I’ve been using Github since around 2019, not that long in the life of Github, but I didn’t have a major reason to publicly share my personal projects until that point. With my increased interest in sharing my mediocre personal software projects publicly I quickly realized that I do not like Github and I really do not like Microsoft. The interface is slow and unintuitive, service quality has degraded, and later on the site started being scraped by Microsoft for AI. This is why around 2021 I started hosting my own instance of Gitea. This solved my problem for a while, and it was quite positive to not be relying on someone else’s service.
The action sparking my re-adoption of Github was the loss of all of my infrastructure on one of my hosts, this was fortunately just a small fraction of my services, but it did include my git server. I lost many projects over this that were not backed up properly. While this was a learning experience for me, I was left unwilling to start another git server. It’s not that I think I’d be prone to another data loss situation, I mostly didn’t want to start fresh on a site that had none of my configuration and none of my users. The point I switched back was when I started learning about Github Actions and Github Pages and was loving their improvement to my productivity.
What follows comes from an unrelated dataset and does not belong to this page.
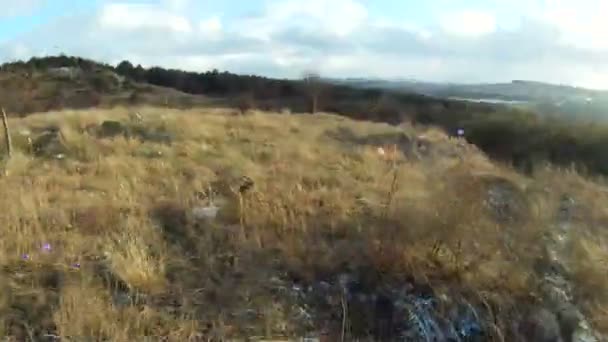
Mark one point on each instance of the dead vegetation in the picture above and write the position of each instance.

I have been unwilling to give any money to Microsoft through Github, so I have avoided purchasing pro (even if it is pretty reasonably priced). This came back to bite me the other day when I experienced an issue with one of my projects that had failed to update due to private repo Actions limits being reached. I decided that enough was enough and purchased a subscription to Sourcehut on the spot. Sourcehut is a fantastic collection of services and I couldn’t have been more glad for the switch. I was afraid of rewriting all of my Github Actions workflows, but the Sourcehut CI is refreshing to work with. You simply choose an image, import your secrets, declare your packages, set file paths for artifacts to be exported on completion, and then create tasks in the form of shell scripts. You can also rerun and edit build manifests without commiting to your repo, so you don’t need to make dozens of commits while creating your CI config. This has made my life so easy and is in such stark contrast to the complex and annoying system Github provides.
After setting up a few Java and Docker based projects with Sourcehut’s CI and even experimenting with the issue tracker and IRC bouncer, I decided that I should tackle this site. I’ve been dying to move this site off of Github. Without a pro subscription my drafts folder was published for all to see, now I can make this site publish from a private repo, and Sourcehut has once again managed to be easier than Github and much quicker to set up. Sourcehut Pages is not a complex black box like Github Pages, to update a site to it you just submit a request to the pages.sr.ht api with a domain name and a tarball containing the static site contents (and an access token if you’re submitting this outsite of a CI script with the proper OAUTH permissions). This means you can build your CI script any way you choose, build the contents how you’d like to, and add a CLI hut
command to upload your site at the end of your script. Another benefit of this system is website maintainers are able to update their site without updating the repo. Just as the Unix philosophy would dictate, the functions of the larger Sourcehut ecosystem are well built software projects standalone that can be strung together by the user, not an all-in-one platform that forces the user into one single workflow.
I owe a massive thanks to Drew DeVault for his amazing work on Sourcehut. I’ve only been using this platform for a very short time, but I believe that it will make a lasting effect on how I view source control and FOSS project management. Sourcehut is the most sensible and well thought out suite of software I have used in a long time.